There were differing patterns in α-diversity for the Mount Clarke study area. From 2004 to 2019, evenness decreased but there were fluctuations in dominance and diversity (Shannon index). However, disentangling dynamics of species richness and α-diversity has proven difficult and led to mixed conclusions (Britton et al. 2009; Ross et al. 2012). In response, diversity profiles were used here as they embody various α-diversity metrics and dynamics through time. These profiles more effectively encapsulate multifaceted ecological processes driving vegetation dynamics in response to climate change, such as upslope migration, leading or trailing edge range dynamics, localised extinctions, competition and densification (Rumpf et al. 2018, 2019; Porro et al. 2019). Across all summits, diversity was greatest in 2019, but this can largely be attributed to increasing species richness, as denoted by the larger area under the diversity profiles at low α values. Conversely, α-diversity was lowest in 2011, which may due to the dominance of competitive species following a pulse of recruitment at the end of the millennial drought (Venn and Morgan 2009). The second highest summit (CL2) displayed the greatest increase in α-diversity, which was largely driven by 19 new species from 2004 to 2019. Excluding this summit, diversity dynamics seem to follow a trend with elevation, similar to the findings of Porro et al. (2019). The greatest loss of α-diversity over the 15 years occurred at the highest summit (CL1), followed by the third highest summit (CL3), while the two lower summits became more diverse. The loss of diversity over time at higher elevations may be explained by the combination of upslope migration of more thermally-tolerant plants (Artemov 2018; Steinbauer et al. 2018) and the in-filling and expansion of competitive species resulting in densification (Cannone and Pignatti 2014; Rumpf et al. 2018).

Considering β-diversity, the decline in the values of ‘pairwise βSIM’ through time indicates biotic homogenisation across the study area.

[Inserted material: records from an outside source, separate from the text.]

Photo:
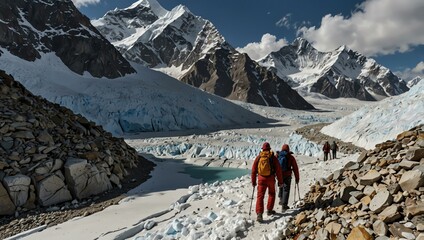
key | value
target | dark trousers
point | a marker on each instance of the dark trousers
(284, 192)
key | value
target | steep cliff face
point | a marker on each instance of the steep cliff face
(235, 76)
(31, 28)
(340, 73)
(49, 155)
(191, 49)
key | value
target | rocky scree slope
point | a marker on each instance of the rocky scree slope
(31, 28)
(381, 196)
(339, 73)
(191, 49)
(48, 155)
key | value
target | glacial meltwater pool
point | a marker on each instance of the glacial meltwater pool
(213, 174)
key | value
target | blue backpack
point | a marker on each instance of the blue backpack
(284, 160)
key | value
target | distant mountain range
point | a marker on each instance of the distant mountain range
(339, 73)
(55, 52)
(191, 49)
(30, 29)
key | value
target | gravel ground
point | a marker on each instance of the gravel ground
(10, 226)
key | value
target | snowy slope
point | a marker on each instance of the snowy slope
(146, 101)
(383, 121)
(339, 73)
(170, 41)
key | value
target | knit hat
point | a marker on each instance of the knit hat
(266, 146)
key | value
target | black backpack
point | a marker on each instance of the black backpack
(283, 159)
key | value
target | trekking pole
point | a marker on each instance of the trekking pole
(298, 191)
(251, 200)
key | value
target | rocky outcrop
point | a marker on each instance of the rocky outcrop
(32, 28)
(235, 76)
(339, 73)
(48, 155)
(148, 34)
(381, 196)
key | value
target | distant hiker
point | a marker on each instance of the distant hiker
(326, 148)
(266, 167)
(288, 165)
(334, 149)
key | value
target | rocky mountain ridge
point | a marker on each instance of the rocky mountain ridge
(381, 196)
(191, 49)
(32, 28)
(49, 156)
(339, 73)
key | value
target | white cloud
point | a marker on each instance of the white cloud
(378, 27)
(409, 74)
(284, 21)
(268, 44)
(82, 3)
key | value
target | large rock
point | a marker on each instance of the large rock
(359, 233)
(6, 205)
(415, 154)
(18, 187)
(400, 231)
(84, 179)
(380, 200)
(412, 180)
(371, 177)
(415, 210)
(52, 190)
(389, 214)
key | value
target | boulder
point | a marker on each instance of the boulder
(371, 177)
(84, 179)
(380, 200)
(359, 233)
(415, 154)
(412, 180)
(6, 205)
(389, 214)
(380, 228)
(18, 187)
(52, 190)
(400, 231)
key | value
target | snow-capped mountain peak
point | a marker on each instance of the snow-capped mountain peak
(153, 5)
(339, 73)
(190, 48)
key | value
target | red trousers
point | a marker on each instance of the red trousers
(263, 184)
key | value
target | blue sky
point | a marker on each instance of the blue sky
(390, 31)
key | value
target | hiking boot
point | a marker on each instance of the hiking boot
(259, 218)
(270, 212)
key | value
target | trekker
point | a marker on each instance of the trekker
(334, 149)
(266, 167)
(326, 149)
(288, 165)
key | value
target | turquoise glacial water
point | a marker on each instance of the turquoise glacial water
(213, 174)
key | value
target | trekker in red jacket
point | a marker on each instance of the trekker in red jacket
(266, 167)
(326, 148)
(288, 165)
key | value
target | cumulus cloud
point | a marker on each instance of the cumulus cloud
(83, 3)
(377, 27)
(284, 21)
(409, 74)
(268, 44)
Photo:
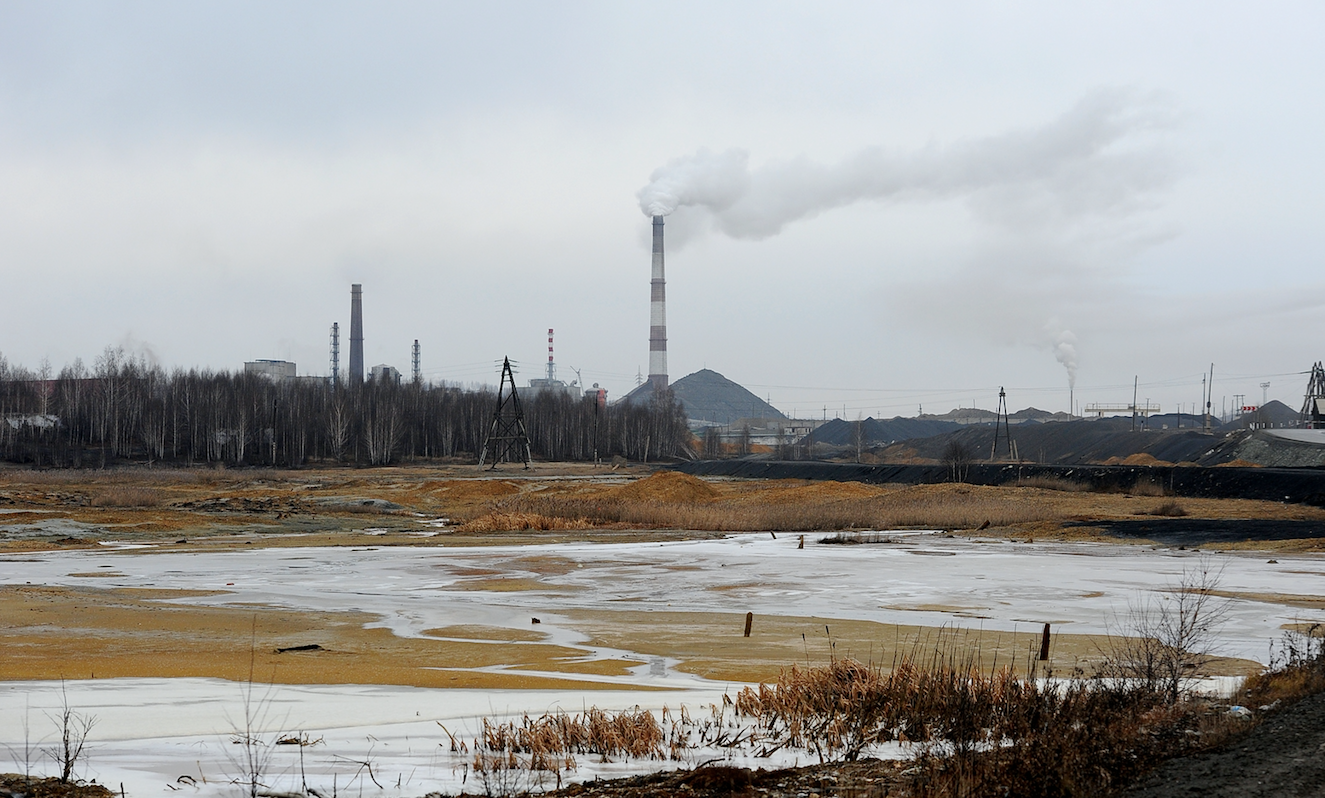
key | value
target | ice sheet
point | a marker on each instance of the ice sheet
(151, 732)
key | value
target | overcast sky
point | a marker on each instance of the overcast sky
(877, 206)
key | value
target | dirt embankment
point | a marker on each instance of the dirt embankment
(1281, 757)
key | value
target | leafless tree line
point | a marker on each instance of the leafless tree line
(127, 410)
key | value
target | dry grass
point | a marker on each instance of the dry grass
(518, 521)
(979, 732)
(1054, 484)
(127, 496)
(1170, 509)
(921, 507)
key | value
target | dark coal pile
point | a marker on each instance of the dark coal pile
(1201, 532)
(880, 431)
(709, 397)
(1069, 443)
(1297, 485)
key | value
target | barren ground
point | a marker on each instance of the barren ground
(52, 632)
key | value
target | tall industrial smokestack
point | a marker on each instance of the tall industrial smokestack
(355, 333)
(657, 313)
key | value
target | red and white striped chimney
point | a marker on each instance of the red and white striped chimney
(551, 369)
(657, 313)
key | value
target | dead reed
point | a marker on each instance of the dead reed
(126, 496)
(517, 521)
(978, 731)
(899, 509)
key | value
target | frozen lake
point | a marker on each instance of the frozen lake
(151, 732)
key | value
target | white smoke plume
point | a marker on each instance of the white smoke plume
(1084, 163)
(1064, 349)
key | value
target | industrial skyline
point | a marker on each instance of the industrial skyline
(871, 207)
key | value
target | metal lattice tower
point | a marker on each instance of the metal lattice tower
(508, 435)
(1002, 428)
(1312, 404)
(335, 354)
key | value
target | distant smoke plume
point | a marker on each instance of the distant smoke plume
(1064, 350)
(1080, 165)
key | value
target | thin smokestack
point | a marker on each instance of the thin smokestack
(355, 333)
(657, 313)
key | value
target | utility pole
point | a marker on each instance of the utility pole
(1001, 424)
(1136, 378)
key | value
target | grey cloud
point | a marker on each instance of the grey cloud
(1091, 162)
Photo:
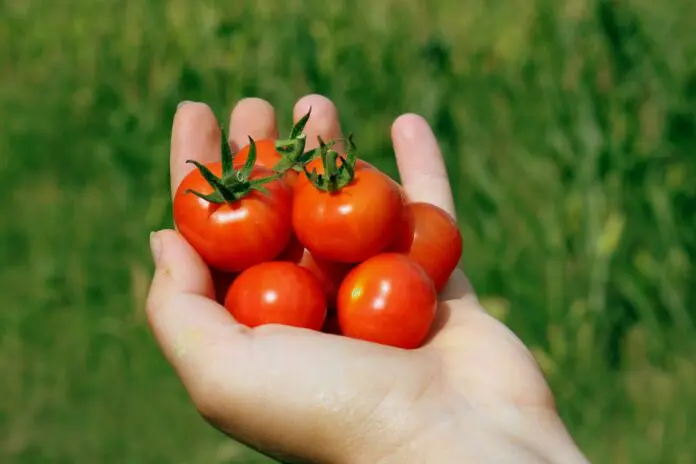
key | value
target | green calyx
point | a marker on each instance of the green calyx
(292, 148)
(335, 176)
(234, 184)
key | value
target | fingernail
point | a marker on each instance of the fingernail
(155, 247)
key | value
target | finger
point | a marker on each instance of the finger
(421, 166)
(252, 117)
(195, 135)
(233, 373)
(186, 321)
(323, 122)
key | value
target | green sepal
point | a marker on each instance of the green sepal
(335, 177)
(234, 184)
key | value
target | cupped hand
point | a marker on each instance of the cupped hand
(472, 393)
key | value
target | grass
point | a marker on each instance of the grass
(569, 129)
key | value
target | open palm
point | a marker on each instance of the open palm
(297, 394)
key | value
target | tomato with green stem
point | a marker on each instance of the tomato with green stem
(387, 299)
(234, 218)
(348, 213)
(431, 237)
(313, 162)
(277, 292)
(285, 156)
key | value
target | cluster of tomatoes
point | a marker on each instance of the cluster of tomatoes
(318, 239)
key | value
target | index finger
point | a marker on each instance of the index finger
(195, 135)
(421, 166)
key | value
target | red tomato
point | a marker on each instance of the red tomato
(267, 156)
(329, 273)
(431, 237)
(277, 292)
(233, 236)
(352, 224)
(387, 299)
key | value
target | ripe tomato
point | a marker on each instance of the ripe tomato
(351, 224)
(231, 236)
(330, 274)
(267, 156)
(387, 299)
(431, 237)
(277, 292)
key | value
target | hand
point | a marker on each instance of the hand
(472, 393)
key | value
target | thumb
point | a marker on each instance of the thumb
(191, 329)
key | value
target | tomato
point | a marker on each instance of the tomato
(267, 156)
(351, 224)
(277, 292)
(331, 325)
(329, 273)
(231, 236)
(431, 237)
(388, 299)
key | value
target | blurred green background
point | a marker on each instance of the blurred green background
(569, 128)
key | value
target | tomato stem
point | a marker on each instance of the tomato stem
(234, 184)
(335, 177)
(292, 148)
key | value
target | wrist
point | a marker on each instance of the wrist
(502, 436)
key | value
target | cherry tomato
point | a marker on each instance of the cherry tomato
(277, 292)
(221, 283)
(232, 236)
(267, 156)
(431, 237)
(388, 299)
(351, 224)
(329, 273)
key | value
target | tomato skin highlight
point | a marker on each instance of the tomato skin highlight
(431, 237)
(231, 237)
(388, 299)
(267, 156)
(277, 292)
(352, 224)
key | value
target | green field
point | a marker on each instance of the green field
(570, 132)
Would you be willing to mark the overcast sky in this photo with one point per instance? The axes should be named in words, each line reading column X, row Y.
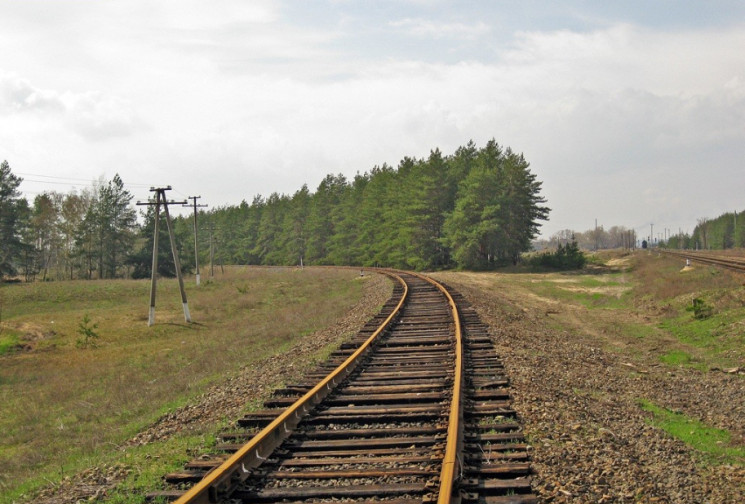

These results are similar to those for northern Apennines summits in Italy (Porro et al. 2019), but β-diversity is yet to be investigated for other GLORIA summits. Biotic homogenisation is ongoing for the Mount Clarke study area and was first detected in the lower sections of summits in 2011, but appears to have now progressed upslope to the upper sections potentially demonstrating the influence of elevation on climate-induced vegetation dynamics (Artemov 2018; Rumpf et al. 2018; Smithers et al. 2020). The upper sections were less affected by upslope migration and densification, but over the 15 years there was a strong homogenisation signal, demonstrating the importance of longer-term monitoring (Walther et al. 2005; Alexander et al. 2018; Futschik et al. 2020). The dynamics in β-diversity are mostly attributed to species turnover rather than shared species or nestedness, as indicated by the greater values of ‘multiple-site βSIM’ (Baselga 2010). Several species were replaced but few were lost from the study area, which is similar to changes documented on Italian summits (Porro et al. 2019) and is consistent with previous assessments of the same summits (Venn et al. 2012).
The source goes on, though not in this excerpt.